Im Vorfeld der großen Karnevalsparty waren die verstärkten Sicherheitsmaßnahmen das Thema in den örtlichen Zeitungen. So sollten während des Mardi Gras mehr Polizisten als bisher in der Stadt patrouillieren, darunter auch Polizisten aus dem Umland. "Beamte des Ministeriums für Heimatschutz kamen in der Galerie vorbei und sagten uns, wir sollten wachsam sein", erzählt die Mitarbeiterin einer Galerie in der Royal Street. Das habe sie und ihre Kollegen aber nicht davon abgehalten, genauso zu feiern wie in den Vorjahren.
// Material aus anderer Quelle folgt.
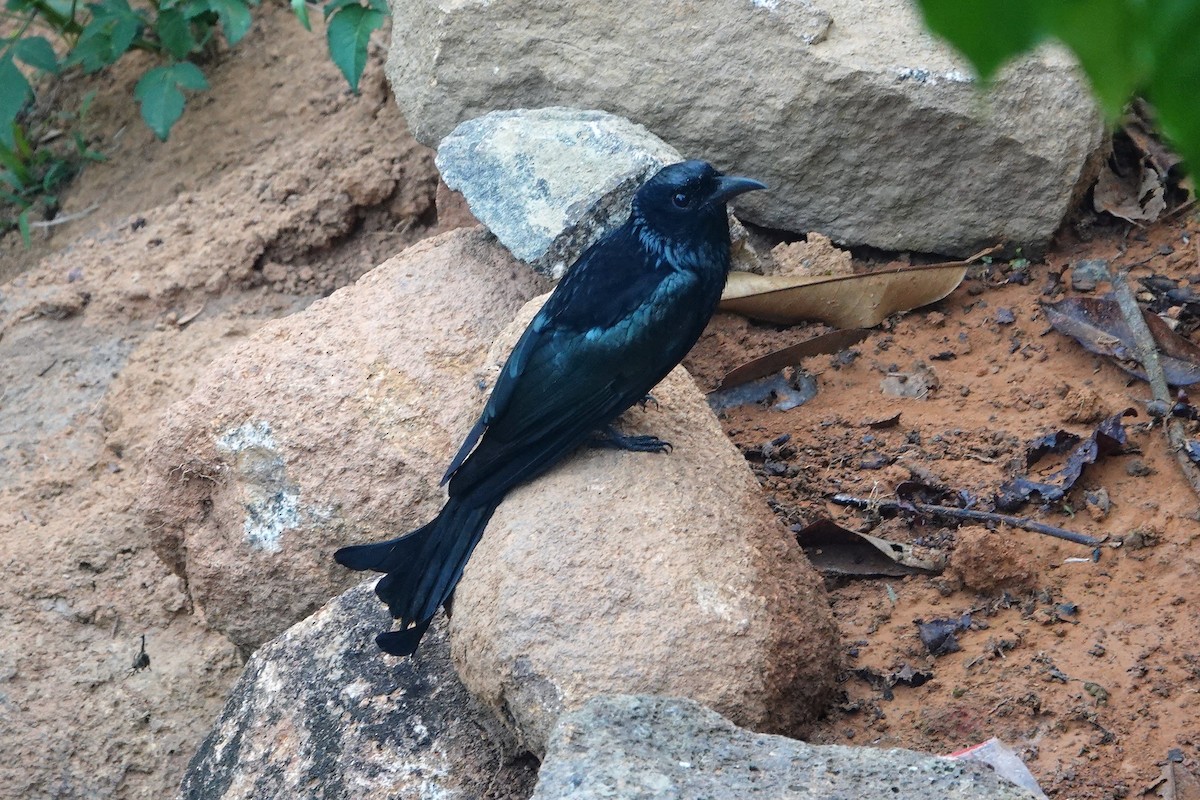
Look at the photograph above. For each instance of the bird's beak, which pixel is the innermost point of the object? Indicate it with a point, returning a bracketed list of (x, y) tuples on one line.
[(730, 186)]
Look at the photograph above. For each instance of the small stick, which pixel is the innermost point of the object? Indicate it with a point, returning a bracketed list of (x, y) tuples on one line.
[(65, 218), (1147, 355), (951, 512)]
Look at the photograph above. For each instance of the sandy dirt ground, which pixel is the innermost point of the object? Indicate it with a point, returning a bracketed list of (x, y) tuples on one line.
[(279, 186)]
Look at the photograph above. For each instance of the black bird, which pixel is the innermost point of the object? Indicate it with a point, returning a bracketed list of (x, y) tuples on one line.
[(622, 318)]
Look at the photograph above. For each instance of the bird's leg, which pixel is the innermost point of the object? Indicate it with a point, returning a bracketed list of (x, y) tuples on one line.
[(612, 438), (646, 401)]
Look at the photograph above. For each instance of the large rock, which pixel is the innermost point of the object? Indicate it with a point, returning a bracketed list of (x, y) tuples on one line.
[(645, 573), (327, 427), (551, 181), (634, 747), (319, 714), (865, 127)]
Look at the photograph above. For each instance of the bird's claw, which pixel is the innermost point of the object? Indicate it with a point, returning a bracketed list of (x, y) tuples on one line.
[(615, 439)]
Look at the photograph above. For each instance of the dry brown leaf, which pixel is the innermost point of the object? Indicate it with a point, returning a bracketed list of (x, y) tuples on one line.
[(1175, 783), (1137, 197), (777, 360), (843, 301)]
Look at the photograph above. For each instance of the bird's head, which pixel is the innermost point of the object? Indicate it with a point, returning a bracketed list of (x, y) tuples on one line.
[(685, 202)]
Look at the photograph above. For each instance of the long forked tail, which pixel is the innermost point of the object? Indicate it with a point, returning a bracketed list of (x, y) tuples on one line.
[(423, 569)]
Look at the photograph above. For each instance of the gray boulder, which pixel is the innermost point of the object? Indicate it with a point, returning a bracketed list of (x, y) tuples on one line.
[(551, 181), (867, 128), (327, 427), (634, 747), (319, 713), (645, 573), (522, 174)]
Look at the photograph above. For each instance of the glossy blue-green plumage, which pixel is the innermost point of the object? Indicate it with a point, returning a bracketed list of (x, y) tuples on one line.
[(622, 318)]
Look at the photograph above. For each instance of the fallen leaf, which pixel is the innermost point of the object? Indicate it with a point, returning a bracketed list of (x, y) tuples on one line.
[(885, 423), (789, 356), (915, 385), (1137, 196), (1108, 437), (834, 549), (846, 300), (1102, 329)]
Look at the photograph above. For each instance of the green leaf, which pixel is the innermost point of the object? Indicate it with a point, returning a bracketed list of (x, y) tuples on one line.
[(15, 92), (37, 53), (234, 18), (1125, 47), (162, 102), (300, 8), (23, 226), (174, 32), (93, 49), (334, 5), (348, 34)]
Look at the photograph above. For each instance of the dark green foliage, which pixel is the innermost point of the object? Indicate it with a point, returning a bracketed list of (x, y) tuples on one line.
[(96, 35), (1126, 47)]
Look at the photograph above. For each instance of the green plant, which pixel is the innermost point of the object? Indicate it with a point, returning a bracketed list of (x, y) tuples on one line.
[(1126, 47), (33, 173), (93, 36)]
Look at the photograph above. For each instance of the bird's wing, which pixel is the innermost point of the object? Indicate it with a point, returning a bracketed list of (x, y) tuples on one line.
[(573, 370)]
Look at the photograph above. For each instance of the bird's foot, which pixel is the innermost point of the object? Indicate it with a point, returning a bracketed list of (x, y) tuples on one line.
[(615, 439), (647, 401)]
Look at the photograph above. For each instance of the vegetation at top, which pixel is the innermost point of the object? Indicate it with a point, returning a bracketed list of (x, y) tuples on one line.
[(48, 37), (1126, 47)]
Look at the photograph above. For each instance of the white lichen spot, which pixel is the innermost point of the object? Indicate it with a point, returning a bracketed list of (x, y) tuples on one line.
[(931, 78), (723, 603), (273, 504)]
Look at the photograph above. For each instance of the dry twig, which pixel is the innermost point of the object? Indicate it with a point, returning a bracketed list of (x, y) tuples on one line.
[(1147, 355), (951, 512)]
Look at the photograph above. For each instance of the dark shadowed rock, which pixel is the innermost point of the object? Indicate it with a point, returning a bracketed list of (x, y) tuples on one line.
[(321, 713), (551, 181), (622, 747), (865, 127), (328, 427)]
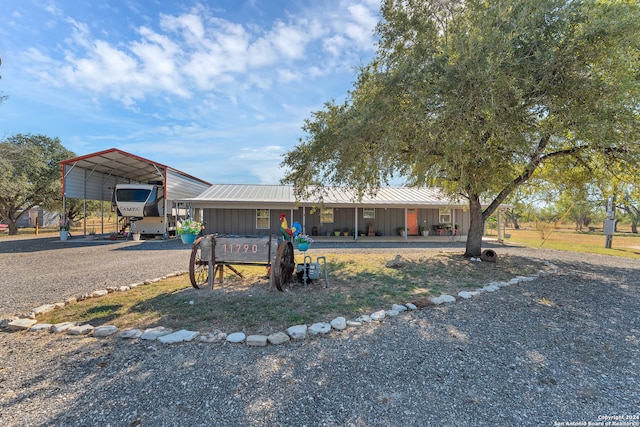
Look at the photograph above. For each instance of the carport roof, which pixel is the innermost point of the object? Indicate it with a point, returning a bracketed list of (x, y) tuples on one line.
[(125, 165), (249, 195), (93, 176)]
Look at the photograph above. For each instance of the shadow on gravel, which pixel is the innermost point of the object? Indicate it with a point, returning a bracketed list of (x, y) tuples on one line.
[(53, 243)]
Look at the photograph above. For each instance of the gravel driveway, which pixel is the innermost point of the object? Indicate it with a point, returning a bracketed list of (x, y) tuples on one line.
[(561, 350), (44, 270)]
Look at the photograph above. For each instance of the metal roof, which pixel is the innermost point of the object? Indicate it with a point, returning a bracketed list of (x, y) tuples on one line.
[(93, 175), (249, 195)]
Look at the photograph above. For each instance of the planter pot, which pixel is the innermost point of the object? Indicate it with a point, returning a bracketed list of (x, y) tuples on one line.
[(188, 239)]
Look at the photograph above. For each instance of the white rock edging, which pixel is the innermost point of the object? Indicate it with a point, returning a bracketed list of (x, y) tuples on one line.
[(297, 332)]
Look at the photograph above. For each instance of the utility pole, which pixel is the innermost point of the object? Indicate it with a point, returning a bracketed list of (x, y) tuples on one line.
[(609, 224)]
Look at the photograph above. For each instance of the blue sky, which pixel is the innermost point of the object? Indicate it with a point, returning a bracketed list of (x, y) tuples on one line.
[(216, 89)]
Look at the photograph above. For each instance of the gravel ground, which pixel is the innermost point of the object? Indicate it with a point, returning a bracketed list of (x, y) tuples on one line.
[(59, 270), (561, 350)]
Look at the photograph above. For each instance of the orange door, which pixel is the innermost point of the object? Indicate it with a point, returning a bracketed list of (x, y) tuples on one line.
[(412, 222)]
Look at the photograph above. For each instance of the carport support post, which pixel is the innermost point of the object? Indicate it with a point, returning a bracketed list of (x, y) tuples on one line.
[(355, 231)]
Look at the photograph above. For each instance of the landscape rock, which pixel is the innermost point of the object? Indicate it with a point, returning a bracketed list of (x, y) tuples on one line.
[(257, 340), (298, 332), (154, 333), (236, 337), (278, 338), (105, 331), (319, 328), (21, 324), (182, 335), (62, 327), (365, 318), (399, 308), (100, 293), (4, 322), (444, 298), (80, 330), (41, 327), (378, 315), (214, 336), (43, 309), (130, 334), (339, 323)]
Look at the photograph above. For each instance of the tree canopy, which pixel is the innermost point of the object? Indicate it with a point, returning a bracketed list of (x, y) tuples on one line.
[(29, 174), (476, 96)]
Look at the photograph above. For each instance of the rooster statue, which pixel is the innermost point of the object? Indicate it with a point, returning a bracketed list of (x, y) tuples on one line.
[(287, 232)]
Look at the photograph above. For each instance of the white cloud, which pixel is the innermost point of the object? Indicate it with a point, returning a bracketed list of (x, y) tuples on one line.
[(197, 51)]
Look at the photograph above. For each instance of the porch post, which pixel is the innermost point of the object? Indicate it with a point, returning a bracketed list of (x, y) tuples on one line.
[(355, 232), (406, 232)]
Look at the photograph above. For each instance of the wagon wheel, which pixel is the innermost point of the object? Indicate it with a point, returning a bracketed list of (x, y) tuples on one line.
[(198, 268), (284, 265)]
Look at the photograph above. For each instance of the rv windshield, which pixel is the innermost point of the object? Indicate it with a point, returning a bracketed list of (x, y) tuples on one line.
[(139, 195)]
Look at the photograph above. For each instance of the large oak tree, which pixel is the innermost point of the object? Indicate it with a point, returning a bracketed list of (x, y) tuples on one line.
[(475, 96), (29, 174)]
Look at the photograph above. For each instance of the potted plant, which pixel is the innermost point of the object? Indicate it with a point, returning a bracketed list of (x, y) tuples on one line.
[(188, 231), (302, 241)]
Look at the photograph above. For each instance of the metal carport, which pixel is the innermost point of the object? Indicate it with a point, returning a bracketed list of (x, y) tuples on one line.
[(93, 176)]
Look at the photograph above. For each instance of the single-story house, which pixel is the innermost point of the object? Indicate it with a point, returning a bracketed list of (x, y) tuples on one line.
[(247, 209)]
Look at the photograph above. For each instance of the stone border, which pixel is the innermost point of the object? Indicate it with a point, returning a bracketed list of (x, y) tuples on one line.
[(294, 333)]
Verkleidete Musiker beim Mardi Gras
Die Bürger von New Orleans lassen sich ihren Karneval nicht durch Terrorängste vermiesenBild: picture-alliance/dpa

"See it, say it!"

Der lokale Fernsehsender WGNO berichtet, im Französischen Viertel seien zum Zweck der Überwachung "alle verfügbaren Kameras" installiert worden. Das beschäftigte offensichtlich viele Bürger der Stadt. "See it, say it!" (Sieh es, sag es), der Appell der Polizei an die Wachsamkeit der Bevölkerung, könne das heimliche Motto dieser Karnevalssaison werden, witzelte prompt jemand. Und ein anderer setzt noch einen drauf: "Offensichtlich keine gute Zeiten, um nackt herumzulaufen."